Als ambtenaar heb je al recht op een minimumpensioen als je 20 jaar gewerkt hebt.

Als zelfstandige of werknemer moet je echter 30 jaar hebben gewerkt.

Het kan echter nog zotter. Als je een gemengde loopbaan hebt en bijvoorbeeld 20 jaar als werknemer, 15 jaar als ambtenaar en 10 jaar als zelfstandige hebt gewerkt, heb je geen recht op het minimumpensioen…

Dat krijg je toch aan niemand meer uitgelegd? 

Besluit

Als u in de kranten leest dat de overheidsvakbonden zich verzetten tegen de “aantasting” van het ambtenarenpensioen weet u nu waarvoor de vakbonden vechten. Zij vechten voor het behoud van alle privileges van de statutaire ambtenaren. De contractuele ambtenaren vallen uit de boot en ook de werknemers en de zelfstandigen kunnen verder ploeteren voor een beperkt pensioen.

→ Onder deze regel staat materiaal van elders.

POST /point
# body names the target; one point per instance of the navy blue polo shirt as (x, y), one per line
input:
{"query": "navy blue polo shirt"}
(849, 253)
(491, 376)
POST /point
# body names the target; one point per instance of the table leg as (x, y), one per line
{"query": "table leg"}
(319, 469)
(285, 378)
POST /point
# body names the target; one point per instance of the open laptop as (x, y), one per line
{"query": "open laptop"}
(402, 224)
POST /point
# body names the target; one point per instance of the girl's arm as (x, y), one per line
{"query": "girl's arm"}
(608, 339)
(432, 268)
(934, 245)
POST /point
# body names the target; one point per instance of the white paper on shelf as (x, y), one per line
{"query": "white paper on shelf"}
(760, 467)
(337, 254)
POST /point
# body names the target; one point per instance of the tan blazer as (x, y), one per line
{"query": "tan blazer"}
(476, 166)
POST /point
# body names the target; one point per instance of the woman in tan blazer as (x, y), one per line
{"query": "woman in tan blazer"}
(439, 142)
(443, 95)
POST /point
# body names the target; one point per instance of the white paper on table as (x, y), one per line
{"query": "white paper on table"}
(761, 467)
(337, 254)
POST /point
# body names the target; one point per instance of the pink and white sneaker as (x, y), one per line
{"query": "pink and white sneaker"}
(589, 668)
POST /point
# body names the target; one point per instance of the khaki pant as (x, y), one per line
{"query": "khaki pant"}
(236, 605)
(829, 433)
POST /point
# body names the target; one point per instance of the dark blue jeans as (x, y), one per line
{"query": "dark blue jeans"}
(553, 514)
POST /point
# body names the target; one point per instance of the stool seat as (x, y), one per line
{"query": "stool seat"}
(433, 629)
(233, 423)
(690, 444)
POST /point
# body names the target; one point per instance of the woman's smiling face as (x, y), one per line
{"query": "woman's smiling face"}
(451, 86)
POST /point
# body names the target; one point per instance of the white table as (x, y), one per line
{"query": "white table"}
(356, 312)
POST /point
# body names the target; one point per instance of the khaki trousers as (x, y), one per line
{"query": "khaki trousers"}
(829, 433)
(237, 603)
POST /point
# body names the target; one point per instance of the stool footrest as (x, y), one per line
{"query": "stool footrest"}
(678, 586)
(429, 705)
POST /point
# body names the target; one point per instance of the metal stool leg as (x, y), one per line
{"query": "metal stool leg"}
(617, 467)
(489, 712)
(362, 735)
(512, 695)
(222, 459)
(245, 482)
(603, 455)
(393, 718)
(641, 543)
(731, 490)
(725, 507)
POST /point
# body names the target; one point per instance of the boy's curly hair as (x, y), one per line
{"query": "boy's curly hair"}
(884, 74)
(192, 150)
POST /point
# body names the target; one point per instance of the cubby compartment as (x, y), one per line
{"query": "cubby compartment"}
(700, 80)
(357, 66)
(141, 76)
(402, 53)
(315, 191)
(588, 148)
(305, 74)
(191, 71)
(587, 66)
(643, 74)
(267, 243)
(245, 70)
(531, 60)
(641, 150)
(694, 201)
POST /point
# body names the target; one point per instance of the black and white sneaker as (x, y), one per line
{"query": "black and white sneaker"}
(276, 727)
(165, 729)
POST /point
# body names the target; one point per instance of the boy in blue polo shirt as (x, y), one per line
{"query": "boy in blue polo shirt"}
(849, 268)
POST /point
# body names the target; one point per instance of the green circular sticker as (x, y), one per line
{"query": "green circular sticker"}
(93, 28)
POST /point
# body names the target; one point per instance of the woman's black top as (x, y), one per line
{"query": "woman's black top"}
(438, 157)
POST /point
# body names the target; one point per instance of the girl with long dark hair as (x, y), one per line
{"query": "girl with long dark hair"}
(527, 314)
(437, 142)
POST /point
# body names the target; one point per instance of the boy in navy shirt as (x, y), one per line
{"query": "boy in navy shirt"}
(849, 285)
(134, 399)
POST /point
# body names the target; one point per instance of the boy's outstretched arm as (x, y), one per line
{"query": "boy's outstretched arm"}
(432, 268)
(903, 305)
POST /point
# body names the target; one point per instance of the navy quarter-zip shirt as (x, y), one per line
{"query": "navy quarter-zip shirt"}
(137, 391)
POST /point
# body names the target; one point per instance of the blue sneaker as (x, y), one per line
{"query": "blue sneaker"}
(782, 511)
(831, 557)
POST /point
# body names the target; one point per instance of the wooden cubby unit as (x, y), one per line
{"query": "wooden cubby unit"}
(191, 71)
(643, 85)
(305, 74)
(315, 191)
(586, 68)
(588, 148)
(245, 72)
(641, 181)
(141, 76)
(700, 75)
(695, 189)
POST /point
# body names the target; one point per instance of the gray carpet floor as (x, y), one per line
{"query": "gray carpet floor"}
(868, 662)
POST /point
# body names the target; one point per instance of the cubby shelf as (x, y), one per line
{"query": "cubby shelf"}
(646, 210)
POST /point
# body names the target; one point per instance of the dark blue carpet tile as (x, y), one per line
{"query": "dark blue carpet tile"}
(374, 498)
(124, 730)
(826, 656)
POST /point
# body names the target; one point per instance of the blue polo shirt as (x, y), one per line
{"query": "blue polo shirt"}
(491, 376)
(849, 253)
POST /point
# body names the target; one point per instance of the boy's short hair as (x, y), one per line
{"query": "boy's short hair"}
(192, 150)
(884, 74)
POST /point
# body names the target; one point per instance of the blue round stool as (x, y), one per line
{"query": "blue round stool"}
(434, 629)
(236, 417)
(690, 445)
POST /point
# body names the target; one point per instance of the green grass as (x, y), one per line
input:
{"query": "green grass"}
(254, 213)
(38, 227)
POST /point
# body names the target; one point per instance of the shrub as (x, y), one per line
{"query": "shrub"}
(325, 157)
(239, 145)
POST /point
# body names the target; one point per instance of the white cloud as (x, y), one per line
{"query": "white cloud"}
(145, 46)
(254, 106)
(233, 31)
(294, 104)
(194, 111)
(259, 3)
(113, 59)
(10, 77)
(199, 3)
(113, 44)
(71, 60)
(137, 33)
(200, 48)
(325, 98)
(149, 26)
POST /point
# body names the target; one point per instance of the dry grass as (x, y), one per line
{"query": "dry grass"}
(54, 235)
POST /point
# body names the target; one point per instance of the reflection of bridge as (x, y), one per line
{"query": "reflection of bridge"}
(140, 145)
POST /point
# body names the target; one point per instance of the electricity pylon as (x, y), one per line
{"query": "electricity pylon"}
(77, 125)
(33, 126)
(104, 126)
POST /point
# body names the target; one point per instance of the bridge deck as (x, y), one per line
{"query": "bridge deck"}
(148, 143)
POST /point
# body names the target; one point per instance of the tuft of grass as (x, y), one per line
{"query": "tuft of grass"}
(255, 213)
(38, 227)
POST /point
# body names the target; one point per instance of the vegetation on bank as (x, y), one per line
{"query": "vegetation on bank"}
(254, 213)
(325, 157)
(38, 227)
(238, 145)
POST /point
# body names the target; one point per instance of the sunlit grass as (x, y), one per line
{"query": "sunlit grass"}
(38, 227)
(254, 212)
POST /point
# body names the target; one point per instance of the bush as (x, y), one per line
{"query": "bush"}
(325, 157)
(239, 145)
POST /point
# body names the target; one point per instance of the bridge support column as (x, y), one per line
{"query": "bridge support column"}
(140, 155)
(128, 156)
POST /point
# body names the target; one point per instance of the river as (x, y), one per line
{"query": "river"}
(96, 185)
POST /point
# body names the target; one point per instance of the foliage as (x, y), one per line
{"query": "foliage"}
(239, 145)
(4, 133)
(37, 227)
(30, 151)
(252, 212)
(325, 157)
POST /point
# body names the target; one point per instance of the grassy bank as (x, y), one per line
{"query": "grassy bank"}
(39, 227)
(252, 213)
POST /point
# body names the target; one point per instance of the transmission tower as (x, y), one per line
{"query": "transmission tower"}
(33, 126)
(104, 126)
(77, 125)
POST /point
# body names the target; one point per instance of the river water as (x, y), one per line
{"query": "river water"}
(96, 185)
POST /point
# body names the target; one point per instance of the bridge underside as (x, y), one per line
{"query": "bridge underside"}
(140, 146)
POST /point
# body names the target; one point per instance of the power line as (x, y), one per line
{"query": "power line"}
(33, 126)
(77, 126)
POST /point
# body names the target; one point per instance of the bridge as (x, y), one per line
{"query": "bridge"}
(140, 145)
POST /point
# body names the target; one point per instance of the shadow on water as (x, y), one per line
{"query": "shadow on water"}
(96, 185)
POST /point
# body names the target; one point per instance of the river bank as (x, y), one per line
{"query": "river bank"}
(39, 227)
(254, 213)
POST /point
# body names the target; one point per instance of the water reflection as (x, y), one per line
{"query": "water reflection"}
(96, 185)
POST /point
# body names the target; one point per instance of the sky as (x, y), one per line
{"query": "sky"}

Terwijl het pensioen voor een statutaire ambtenaar het dubbele bedraagt van dat van een contractuele ambtenaar of een werknemer en bijna het driedubbele van dat van een zelfstandige, genieten ze ook nog eens dankzij de perequatie van een snellere groei van hun pensioen bovenop de inflatie en blijkt dat meer dan de helft van de ambtenaren al na 41 jaar en een deel zelfs na 36 jaar op rust kan.

Het pensioen van ambtenaren wordt berekend op basis van het loon van de laatste tien jaar, terwijl dat bij werknemers op het loon van de volledige loopbaan wordt berekend.

Door deze historische scheefgroei betaalt ons land in verhouding het meest aan zijn ambtenarenpensioenen: 2,63 procent van het bbp. In Duitsland is dat 1,51 procent, en in Nederland nauwelijks meer dan 1 procent.

Wie dit systeem billijk vindt en meent dat dit perfect gelegitimeerd is, dwaalt. De vakbonden verwijzen in hun wanhoopspogingen om deze geprivilegieerde kaste te verdedigen al eens naar het loonverschil tussen een statutair ambtenaar en een bediende in de privé. De eerste zouden minder verdienen tijdens hun carrière en dan is het niet meer dan billijk dat dit wordt goedgemaakt bij de pensionering. Het pensioen is dan als het ware een uitgesteld loon.

Niets is echter minder waar. Een statutair ambtenaar verdient gemiddeld 4.465 euro bruto per maand. Het gemiddelde bediendeloon bedraagt volgens het Salariskompas van Jobat 3.856 euro bruto per maand.

Laat ons nu eens eindelijk de hele pensioenregeling benaderen vanuit de rechtvaardigheid.

Het is niet rechtvaardig dat een werknemer langer moet werken om gemiddeld de helft te krijgen van het pensioen van een statutair ambtenaar en bovendien zijn pensioen minder snel ziet stijgen dan deze laatste. Wie dit verdedigt is niet aan het vechten voor solidariteit maar voor rauw eigenbelang ten koste van de samenleving die er dan ook nog eens voor moet betalen. Men lacht u uit in uw gezicht.

Dit is niet alleen onrechtvaardig, het is ook nog eens onbetaalbaar. Daarom onze oproep aan de regering: heb de moed om deze fundamentele onfaire situatie recht te trekken.